Kiara LeBouton (Kiara is a high school senior from the Midwest who wrote this prior to her surgery. She has the insightfulness of an adult and will be off to college next year with a healthy hip.)
Everything will be okay in the end... if it’s not okay, then it isn’t the end.
This saying along with many other sayings is what has helped me through such an “interesting” time in my life. Now before I begin, let me introduce myself!
Hi! My name is Kiara, I’m 17 years old and I’ve had quite the year to say the least. Before my junior year of high school, I was a three sport athlete . I was involved in softball, basketball, and volleyball. Unfortunately, the summer going into my junior year, I suffered a knee injury that just wasn’t getting better and I didn’t get a proper diagnosis until November and had surgery November 17, 2017. Luckily, it was a minor issue and I was back playing softball before I knew it in February! A few months go by and because I was going into my senior year, I decided to try something new... and that was dance. I’ve done dance/ cheer in the past and I loved it and still had great flexibility, so I figured “why not?”
May 30,2018 was the “why not”.
While working on a toe touch, I hyper-extended my knee on a rough landing and stretched a few ligaments in my knee but overall I was okay. Over the course of several months, several PT and doctor appointments, I just wasn’t getting better so I was told to go for a repeat MRI as they expected either a stress fracture or meniscus tear. My MRI came back normal and I was sent for a second opinion in October 2018. While meeting with the second opinion orthopedic surgeon, he didn’t find anything too concerning with my knee so he made his way up to my hip.
He found that I had an extreme loss of ROM and decided it was best to do a diagnostic cortisone shot. During the ultrasound portion; he found a lot of fluid in my hip joint and possibly the labral tear right then and there. When I was told this, my stomach sunk —as I slowly watched my senior softball season fade from view. I never had pain in my hip because my central nervous system and my femoral nerve was communicating to my brain that the pain I was having was a knee issue, but after the cortisone shot the pain in my hip hit me like a freight train. My surgeon ordered an MRI arthrogram and lo and behold— I had a labral tear among many other issues in my hip that needed surgery.
I’m not going to lie. This journey has been anything but easy —both physically and mentally, but I’m here to remind everyone that’s going through this journey that what’s broken, can be mended and what is hurt can be healed. No matter how dark it gets, the sun will rise again.
I may be young and possibly a little too cliche at times, but I’ve been through enough at this point to know that everything happens for a reason and I may not know why this is happening right now, but I will learn in the future some important lessons from this experience.

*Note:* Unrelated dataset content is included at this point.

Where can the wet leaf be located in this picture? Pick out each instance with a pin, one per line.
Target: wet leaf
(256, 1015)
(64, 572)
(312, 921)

So far, having this injury has taught me a lot about myself. It’s taught me to listen to my body more and more every single day and to not forget that I know my body more than anyone. It’s taught me what amazing people I have in my life to support me through all of this. It’s taught me to no longer take the simple things in life like sleeping or walking for granted ever again. Most importantly, it has taught me that it’s okay to not be okay. It’s taught me that when it seems I have nothing else, I will always have hope to hold on to. Hope. Hope is being to see that there is light despite all of the darkness. This recovery is full of darkness and I’m not even through the worst of the storm. My surgery is now 6 days away and even though I’m approaching what could very well be the eye of the storm, the sun always comes back out.
I am missing my senior year of high school with everything I love to do and I’ve missed out on so much because of my hip, but I wouldn’t trade this experience for anything in the world, because I have the rest of my life to play softball if I wanted to or go hang out with friends or meet new people, but I wouldn’t want to do all of that with the pain I’ve had for the last several months. I’ve lost my life because of this injury, but I haven’t lost hope. It’s because of the hope I’ve held on to for so long that I know that when this all over, I will get my life back once again.
For everyone going through this injury or anything in life, just don’t be afraid to ask for help and make sure to reach out to people. Just have someone or multiple people that can be your shoulder to cry on. Someone you can vent to. And just never lose that hope.
You gain strength, courage, and confidence by every experience in which you really stop to look fear in the face. You are able to say to yourself, 'I lived through this horror. I can take the next thing that comes along.”